Franchise-Friendly Canada
Canada is a franchise-friendly nation. In fact, Canada has 76,000 franchise locations, second only to the U.S., which has 821,000. There are many pluses to building a business in Canada: an educated, skilled workforce that mostly speaks English, good infrastructure and plenty of undeveloped land.
The Canadian Franchise Association (CFA) says prospective franchise owners from Canada are most interested in the following franchise verticals: quick-service restaurants (16%), full-service restaurants (13%), B2B services (13%), retail (12%) consumer products and services (11%) health/fitness/senior care (11%), children’s products and services (8%) and automotive products and services (8%).
Unlike most countries with franchise laws, however, Canadian franchise laws are not the same throughout the nation. In fact, only five of Canada’s 10 provinces have franchise-specific laws.
One key difference is that Canadian disclosure requirements are more extensive, and courts have held that U.S. franchise disclosure documents are not adequate for franchisors looking to do business in Canada. So you – or rather, a Canadian lawyer – should create a separate disclosure document if you decide to expand north of the border.
You also may want to look into a master franchise or area developer model – where you empower someone to represent the franchisor to grow the system there – especially if you are considering expansion into French-speaking Quebec.
Quebec Is Another World
Franchisors will need a representative who’s fluent in French if they intend to do business in Quebec.

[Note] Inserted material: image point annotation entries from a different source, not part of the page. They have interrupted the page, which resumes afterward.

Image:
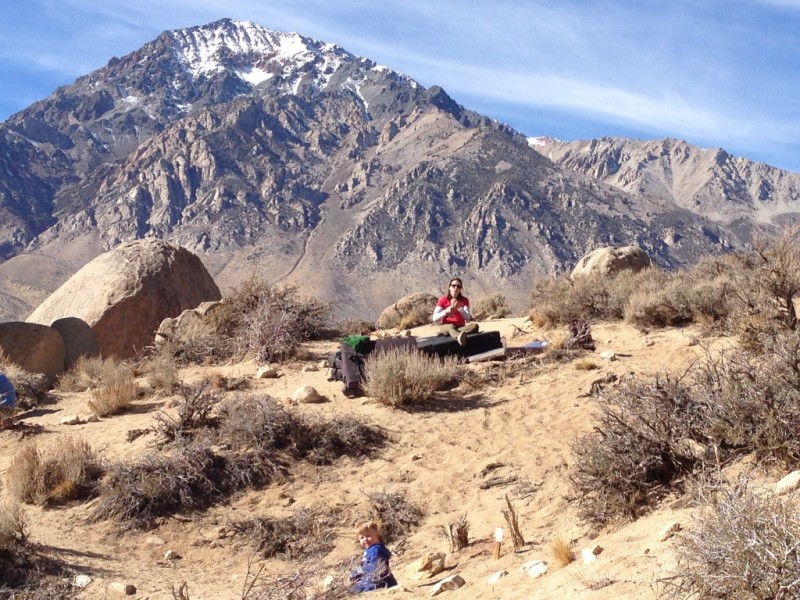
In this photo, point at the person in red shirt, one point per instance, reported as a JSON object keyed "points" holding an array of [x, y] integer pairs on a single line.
{"points": [[452, 312]]}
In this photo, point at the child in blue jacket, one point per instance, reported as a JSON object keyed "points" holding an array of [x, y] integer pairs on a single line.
{"points": [[374, 572]]}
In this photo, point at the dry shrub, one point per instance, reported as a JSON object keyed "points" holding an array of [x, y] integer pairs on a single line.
{"points": [[115, 392], [87, 373], [400, 378], [742, 544], [270, 322], [161, 370], [395, 516], [495, 305], [66, 470], [13, 527], [636, 454], [194, 413], [659, 304], [562, 551], [306, 533], [560, 300], [137, 494]]}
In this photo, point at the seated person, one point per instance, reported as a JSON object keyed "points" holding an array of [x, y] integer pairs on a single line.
{"points": [[374, 572], [452, 311]]}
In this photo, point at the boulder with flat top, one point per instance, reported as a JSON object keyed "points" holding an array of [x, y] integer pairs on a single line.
{"points": [[126, 293]]}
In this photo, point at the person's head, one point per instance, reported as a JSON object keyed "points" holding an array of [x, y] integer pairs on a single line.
{"points": [[454, 288], [368, 534]]}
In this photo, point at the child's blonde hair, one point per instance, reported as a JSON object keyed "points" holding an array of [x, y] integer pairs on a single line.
{"points": [[369, 526]]}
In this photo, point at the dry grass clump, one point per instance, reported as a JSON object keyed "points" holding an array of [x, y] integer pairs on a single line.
{"points": [[136, 494], [31, 388], [114, 392], [743, 544], [400, 378], [395, 516], [306, 533], [66, 470], [495, 305], [268, 322]]}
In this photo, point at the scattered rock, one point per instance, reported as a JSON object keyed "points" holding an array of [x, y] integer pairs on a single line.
{"points": [[610, 261], [123, 588], [267, 372], [307, 395], [534, 568], [426, 566], [448, 583], [495, 577], [36, 348], [788, 484], [669, 531]]}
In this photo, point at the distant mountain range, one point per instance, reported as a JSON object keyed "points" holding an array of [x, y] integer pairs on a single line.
{"points": [[276, 155]]}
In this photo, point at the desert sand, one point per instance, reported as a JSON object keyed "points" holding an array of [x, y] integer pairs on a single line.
{"points": [[437, 457]]}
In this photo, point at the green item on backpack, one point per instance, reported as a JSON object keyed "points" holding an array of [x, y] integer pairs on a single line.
{"points": [[356, 342]]}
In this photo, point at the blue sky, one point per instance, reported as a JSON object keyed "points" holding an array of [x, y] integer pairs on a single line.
{"points": [[716, 73]]}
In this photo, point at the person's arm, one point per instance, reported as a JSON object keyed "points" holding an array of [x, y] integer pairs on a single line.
{"points": [[438, 313]]}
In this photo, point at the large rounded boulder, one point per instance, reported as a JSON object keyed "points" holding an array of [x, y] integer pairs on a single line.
{"points": [[126, 293], [409, 311], [610, 261], [36, 348]]}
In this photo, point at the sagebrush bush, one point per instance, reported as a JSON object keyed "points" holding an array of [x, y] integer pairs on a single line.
{"points": [[114, 392], [742, 544], [306, 533], [400, 378], [637, 451], [67, 469], [269, 322], [396, 517], [13, 527], [495, 305], [136, 494]]}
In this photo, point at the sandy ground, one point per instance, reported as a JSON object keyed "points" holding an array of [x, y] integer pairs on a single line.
{"points": [[436, 457]]}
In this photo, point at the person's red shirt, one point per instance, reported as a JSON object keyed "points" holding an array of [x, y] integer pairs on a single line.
{"points": [[456, 318]]}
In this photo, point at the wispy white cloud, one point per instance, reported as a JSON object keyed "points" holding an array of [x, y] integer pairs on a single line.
{"points": [[724, 71]]}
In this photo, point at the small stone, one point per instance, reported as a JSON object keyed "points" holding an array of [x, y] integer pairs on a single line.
{"points": [[588, 556], [307, 395], [154, 540], [448, 583], [669, 531], [788, 484], [123, 588], [267, 372], [535, 568], [495, 577]]}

That’s because although many residents of Quebec speak English, especially in large cities like Montreal, French is the official language of Quebec.
Business is mostly conducted in French, and the law allows customers and employees to insist on it. Not only must signs be translated into French, but if English is also on signage, the French language must have the “greater visual impact.”
Marketing in the Land of Maple
Canada is vast. It’s the second-largest country by total area in the world, but with a comparatively small population of about 41.5 million. (The U.S. population is 340 million.)
The lower population density could positively impact your marketing budget. There are a number of large cities – Toronto (2.6 million), Montreal (1.6 million) and Calgary (1.4 million) top the list – but you can reach a greater percentage of the population in Canada at a lower cost than in the U.S., where much larger cities like New York (8.3 million), Los Angeles (3.8 million), Chicago (2.6 million), Houston (2.3 million) and others compete for ad dollars in national campaigns.
Although the CFA reports that most prospective franchisees may be found in Ontario (50%) and British Columbia (38%), Curious Jane has gotten excellent results from fran dev campaigns in Ontario and Quebec.
If you are thinking of expanding into Canada at any point, you may want to act now to protect your intellectual property.
- Register your preferred domain name with the Canadian Internet Registration Authority.
- Apply for any relevant trademarks or patents in Canada, as U.S. trademarks and patents are not recognized in Canada. (Copyright protection does extend to works created in the U.S.)
Thoroughly researching requirements, hiring representatives familiar with the Canadian business and legal landscape and taking steps to protect your brand assets will help you be more successful if you decide to expand north of the border.